In this matter the Court considered a costs application by the State of Western Australia (State), as third cross-claimant, following the State's successful application for various cross-claims to be determined prior to further programming or hearing of the principal proceeding and first cross-claim: Buurabalayji Thalanyji Aboriginal Corporation v Onslow Salt Pty Ltd (No 4) FCA 1275.
The State's application was primarily determined on the basis that it is just and convenient for the cross-claims to be heard first to prevent the potential injustice of the cross-claimants being denied their asserted right to rely on a purported covenant not to be sued.The scope and existence of that contractual right is in issue in the cross-claims.
The Court noted that the power to order costs under s 43 of the Federal Court of Australia Act 1976 (Cth) is a broad discretionary one which must be exercised judicially. Ordinarily costs follow the event.

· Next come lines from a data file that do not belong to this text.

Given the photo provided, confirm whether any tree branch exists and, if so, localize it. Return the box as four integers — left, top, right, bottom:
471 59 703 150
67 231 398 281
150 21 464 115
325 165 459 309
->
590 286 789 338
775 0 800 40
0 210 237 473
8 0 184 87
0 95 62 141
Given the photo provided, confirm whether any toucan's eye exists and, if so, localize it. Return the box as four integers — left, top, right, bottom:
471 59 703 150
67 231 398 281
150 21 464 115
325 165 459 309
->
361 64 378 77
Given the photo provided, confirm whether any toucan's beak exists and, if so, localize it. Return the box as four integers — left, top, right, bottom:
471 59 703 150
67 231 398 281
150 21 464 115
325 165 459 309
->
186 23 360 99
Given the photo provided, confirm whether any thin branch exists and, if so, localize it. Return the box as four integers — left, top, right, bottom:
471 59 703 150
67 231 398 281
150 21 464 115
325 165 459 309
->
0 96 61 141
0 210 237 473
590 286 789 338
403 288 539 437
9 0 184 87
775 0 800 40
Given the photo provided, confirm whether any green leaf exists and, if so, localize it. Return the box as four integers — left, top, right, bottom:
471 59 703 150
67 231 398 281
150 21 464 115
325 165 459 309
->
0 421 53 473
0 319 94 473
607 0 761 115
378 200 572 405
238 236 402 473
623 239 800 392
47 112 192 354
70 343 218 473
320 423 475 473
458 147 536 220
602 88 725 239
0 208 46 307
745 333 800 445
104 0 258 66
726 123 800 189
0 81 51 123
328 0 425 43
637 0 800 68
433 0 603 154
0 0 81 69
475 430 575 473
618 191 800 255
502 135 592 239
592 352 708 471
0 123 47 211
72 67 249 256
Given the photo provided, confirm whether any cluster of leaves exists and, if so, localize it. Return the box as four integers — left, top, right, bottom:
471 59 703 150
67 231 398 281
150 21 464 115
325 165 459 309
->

Thus the Court needed to decide whether to exercise its discretion or depart from the usual course.
His Honour noted that the State's application for a separate hearing centred around a purported covenant not to sue and the existence of those rights is "central to the assessment of where costs ought to appropriately fall", at .
Consequently, his Honour held that the costs of the application should be reserved pending the outcome of the cross-claims.
McKerracher J ordered that the costs of the application and these reasons be reserved pending the determination of the cross-claims.